Market imbalances may be seen regionally, with some locations having an excessive amount of marijuana and different locations not enough.

Conversely, analysts anticipate provinces with private-sector retail methods will see entrepreneurs tackle any retail bottleneck by opening retailers with a higher number of merchandise in addition to a wider vary of costs.

Khurram Malik – a companion with Jacob Capital Management, a Toronto-based monetary advisory agency – stated regional retail networks shall be key.

“If you have 50 stores in Ontario where you need 500 stores, that’s not a supply glut, that’s a bottleneck in distribution,” he stated. “There will be an inventory glut first before there is excess supply in the market.”

Any stock glut within the business will profit smaller producers, who will discover it simpler to produce at a better utilization fee, he stated.

Larger difficulty

A much bigger provide concern is the breadth of merchandise out there on the market in Canada come legalization: Will the merchandise bought within the regulated market be what shoppers need to purchase?

That begins with in-demand strains of marijuana and consists of edibles, which gained’t be a part of the preliminary legalization rollout.

Ian Dawkins, president of the Cannabis Commerce Association of Canada, drew a parallel to alcohol gross sales.

“It’s like liquor stores. You can’t just carry three kinds of rum and expect everyone to buy it. If you went into your local government liquor monopoly and they only carried one kind of whiskey, everyone would be lining up at the border to shop in the U.S.,” stated Dawkins, is also a principal advisor of British Columbia-based Althing Consulting.
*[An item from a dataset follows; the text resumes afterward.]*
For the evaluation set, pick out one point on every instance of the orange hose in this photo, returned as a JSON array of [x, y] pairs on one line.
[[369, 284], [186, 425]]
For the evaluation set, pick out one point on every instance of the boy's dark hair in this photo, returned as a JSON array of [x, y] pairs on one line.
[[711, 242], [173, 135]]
“Talking about supplying the market in raw kilograms is not the way you want to be approaching this,” he added. “The shortage is going to be in certain subsegments that the big LPs don’t understand and don’t have experience in.”

Canopy Growth, traded on the Toronto Stock Exchange beneath the image WEED, is likely one of the main licensed producers diversifying its product providing for that cause.

A spokesman pointed to the corporate’s CraftGrow platform, which provides hashish varieties grown by a various set of producers.

“Looking ahead to rec sales, CraftGrow partners allow us to stand out to provincial bodies by bringing multiple producers to their shelves through a single transaction, which again makes us more attractive amongst the other available options,” stated Canopy’s Jordan Sinclair.

“Variety is important in every market. By carrying more than one brand in the shop, we attract more customers.”

Editor’s notice: The knowledge took into consideration disclosed cultivation capacity for Canada’s publicly traded licensed producers. Marijuana Business Daily was additionally given funded manufacturing capacity for some privately owned licensed cultivators on situation of anonymity.